Was ihn besonders verwundere, sei die Rolle, die der Stadtverbandsvorsitzende Bernhard Altehülshorst spiele. »Er sagt, dem Lind-Hotel sei die ursprünglich geplante Erweiterung in Richtung Aldi wegen des COC-Baukörpers verwehrt worden. 45 Stellplätze würden wegfallen.« Richtig sei, dass zu Zeiten eines CDU-Bürgermeisters und einer CDU-Mehrheit der Fehler gemacht wurde, dem Hotel die baurechtlich notwendigen Parkplätze zu ermöglichen, obwohl sie faktisch nicht vorhanden seien: »Das umliegende Wullbrock-Wohngebiet leidet massiv darunter.«

»Wohngebiet leidet massiv«

Fatal findet Muhle vor allem die Tatsache, dass Altehülshorst, der nicht Mitglied des Rates sei, sagt: »Solange Eggersmann keine Perspektive hat, Richtung Aldi zu erweitern, hält er die Option Rathausstraße offen.« Dazu der SPD-Fraktionssprecher: »Ich frage mich, seit wann Herr Eggersmann die Planungshoheit der Stadt hat oder seit wann Herr Altehülshorst legitimiert ist, nichtöffentliche Grundstücksangelegenheiten zwischen Herrn Eggersmann, der Familie Meyer und der Stadt zu kommentieren?«

Weiterhin sei es »sehr ungewöhnlich, dass wir als Ratsmitglieder von Herrn Altehülshorst erfahren müssen, Herr Eggersmann wolle gegebenenfalls bis zum Bundesverwaltungsgericht klagen.« Die Stadt habe bisher dem Lind-Hotel gegenüber jede denkbare Amtshilfe geleistet, »solche Drohkulissen sind kontraproduktiv.« Muhle macht eindeutig klar: »Über eine Erweiterung des Lind-Hotels Richtung Rathausstraße entscheiden nicht Herr Eggersmann und Herr Altehülshorst, sondern der Rat der Stadt.
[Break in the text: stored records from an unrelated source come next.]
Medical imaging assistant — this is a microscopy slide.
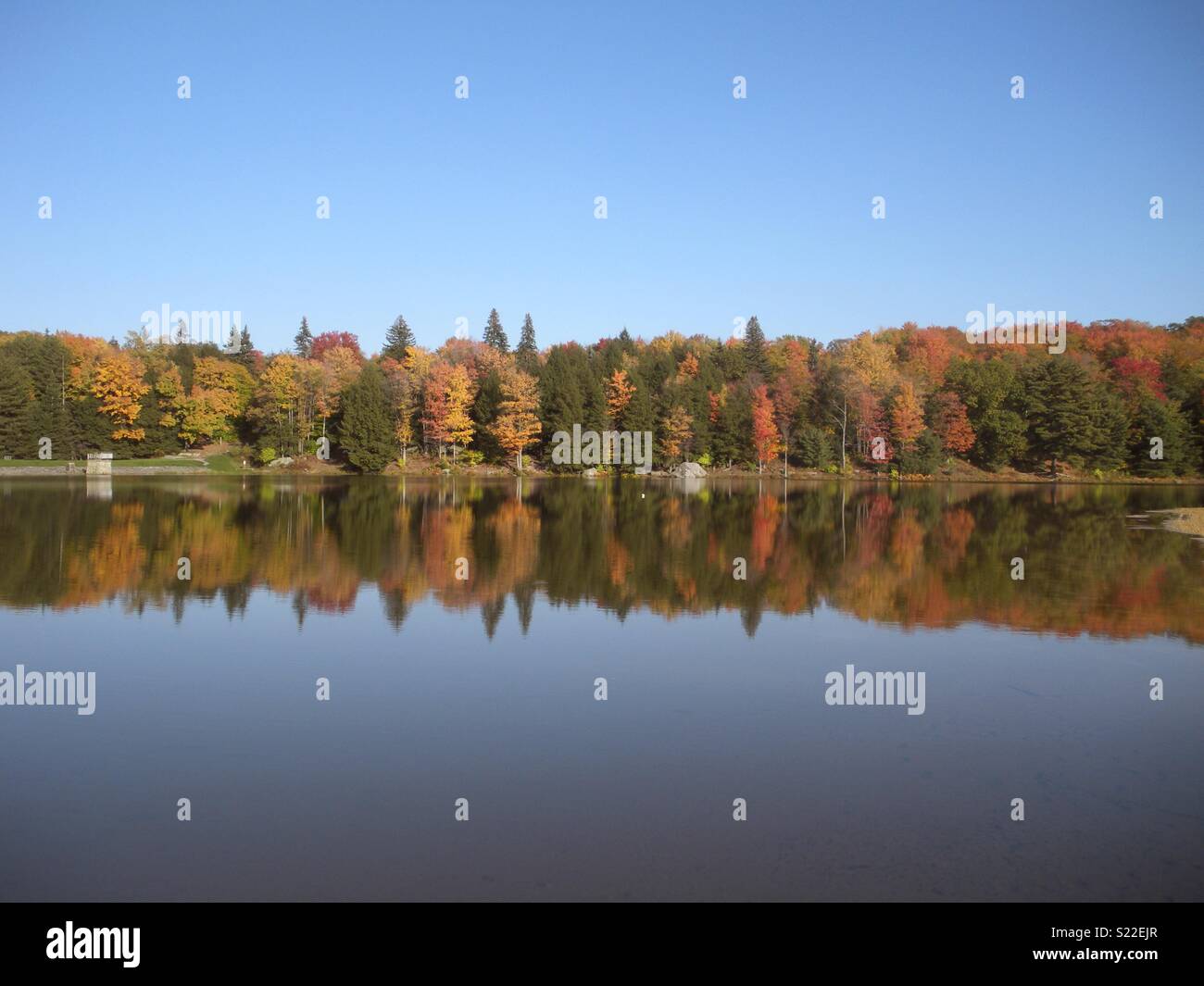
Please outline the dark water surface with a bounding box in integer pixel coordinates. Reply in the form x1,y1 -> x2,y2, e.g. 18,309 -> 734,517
0,477 -> 1204,901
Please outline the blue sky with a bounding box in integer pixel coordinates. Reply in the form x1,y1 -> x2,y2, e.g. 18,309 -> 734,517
0,0 -> 1204,350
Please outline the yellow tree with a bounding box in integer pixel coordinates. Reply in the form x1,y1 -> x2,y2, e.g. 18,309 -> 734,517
661,405 -> 694,462
493,369 -> 543,472
443,366 -> 474,462
606,369 -> 635,421
92,353 -> 151,442
257,353 -> 301,450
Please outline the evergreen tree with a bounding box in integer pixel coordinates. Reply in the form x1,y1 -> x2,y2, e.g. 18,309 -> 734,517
293,316 -> 313,360
743,316 -> 768,377
338,362 -> 397,472
514,312 -> 539,374
1127,390 -> 1196,476
381,316 -> 414,362
238,325 -> 256,369
1026,357 -> 1096,480
0,347 -> 33,457
483,308 -> 510,353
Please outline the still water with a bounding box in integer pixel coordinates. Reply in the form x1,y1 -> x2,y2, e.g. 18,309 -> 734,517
0,477 -> 1204,901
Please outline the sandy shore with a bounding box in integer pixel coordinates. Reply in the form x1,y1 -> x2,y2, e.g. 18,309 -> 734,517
1150,506 -> 1204,537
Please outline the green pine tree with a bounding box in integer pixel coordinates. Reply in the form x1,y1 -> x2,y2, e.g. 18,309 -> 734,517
514,312 -> 539,373
338,362 -> 397,472
1024,356 -> 1095,480
293,316 -> 313,360
484,308 -> 510,353
743,316 -> 768,377
381,316 -> 414,362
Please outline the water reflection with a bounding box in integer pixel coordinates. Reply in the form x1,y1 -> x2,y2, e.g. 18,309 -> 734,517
0,477 -> 1204,643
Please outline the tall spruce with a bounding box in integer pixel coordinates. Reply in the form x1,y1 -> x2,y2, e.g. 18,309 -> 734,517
293,316 -> 313,360
483,308 -> 510,353
238,325 -> 256,369
381,316 -> 414,362
744,316 -> 768,377
514,312 -> 539,373
338,362 -> 397,472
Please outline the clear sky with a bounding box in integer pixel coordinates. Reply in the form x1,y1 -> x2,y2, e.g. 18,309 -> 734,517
0,0 -> 1204,350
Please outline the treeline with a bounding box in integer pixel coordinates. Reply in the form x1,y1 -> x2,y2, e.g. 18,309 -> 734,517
0,310 -> 1204,476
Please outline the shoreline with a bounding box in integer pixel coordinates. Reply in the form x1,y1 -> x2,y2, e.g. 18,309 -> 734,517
0,466 -> 1204,486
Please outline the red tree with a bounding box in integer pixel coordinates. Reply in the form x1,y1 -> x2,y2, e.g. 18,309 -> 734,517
309,332 -> 364,360
753,384 -> 780,472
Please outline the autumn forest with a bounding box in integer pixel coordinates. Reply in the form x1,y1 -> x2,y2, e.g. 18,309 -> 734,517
0,310 -> 1204,478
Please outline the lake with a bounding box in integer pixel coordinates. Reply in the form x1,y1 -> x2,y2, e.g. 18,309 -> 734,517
0,476 -> 1204,901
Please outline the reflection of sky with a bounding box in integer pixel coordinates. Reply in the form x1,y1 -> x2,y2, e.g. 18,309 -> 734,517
0,588 -> 1204,899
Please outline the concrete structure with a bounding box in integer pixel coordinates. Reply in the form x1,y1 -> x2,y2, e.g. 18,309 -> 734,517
87,452 -> 113,476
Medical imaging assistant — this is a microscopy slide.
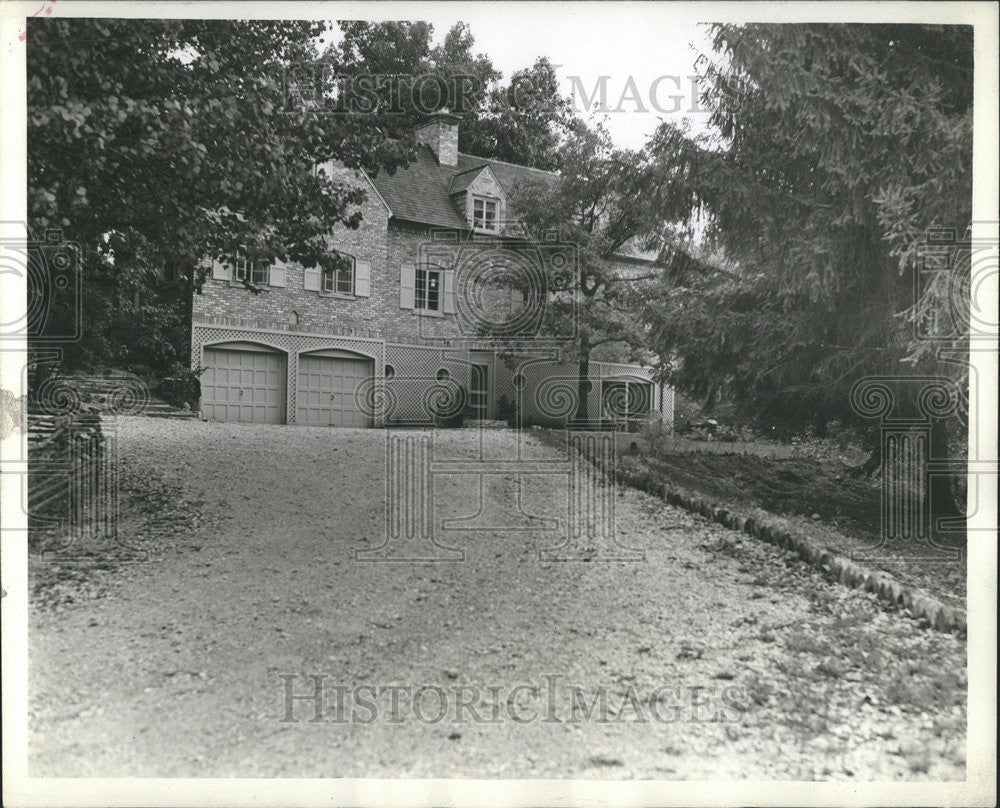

Die SPD-Fraktion wird eine Überbauung der Rathausstraße nicht mitmachen.«

Die CDU mache es sich sehr leicht, findet Muhle: »Marco Talarico als Vorsitzender der Fraktion vertritt noch öffentlich die Pro-Seite des COC, und der Stadtverbandsvorsitzende Bernhard Altehülshorst wettert dagegen. So kann man es allen recht machen und man hält sich alle Optionen offen. Aber berechenbare und verlässliche Politik ist das nicht. Die CDU sollte Farbe bekennen, auch unabhängig von einem eventuellen Bürgerentscheid.«

»Man hält sich alle Optionen offen«

Zum Schluss möchte Muhle von der CDU und den Gegnern des COC gerne erfahren, »wie sie den Versorgungsbereich Rathausstraße ohne COC retten wollen«. Der Vorschlag, doch aus den Leerständen Wohnungen zu machen, sei der Untergang der doch bisher sehr gut funktionierenden Gastronomieszene.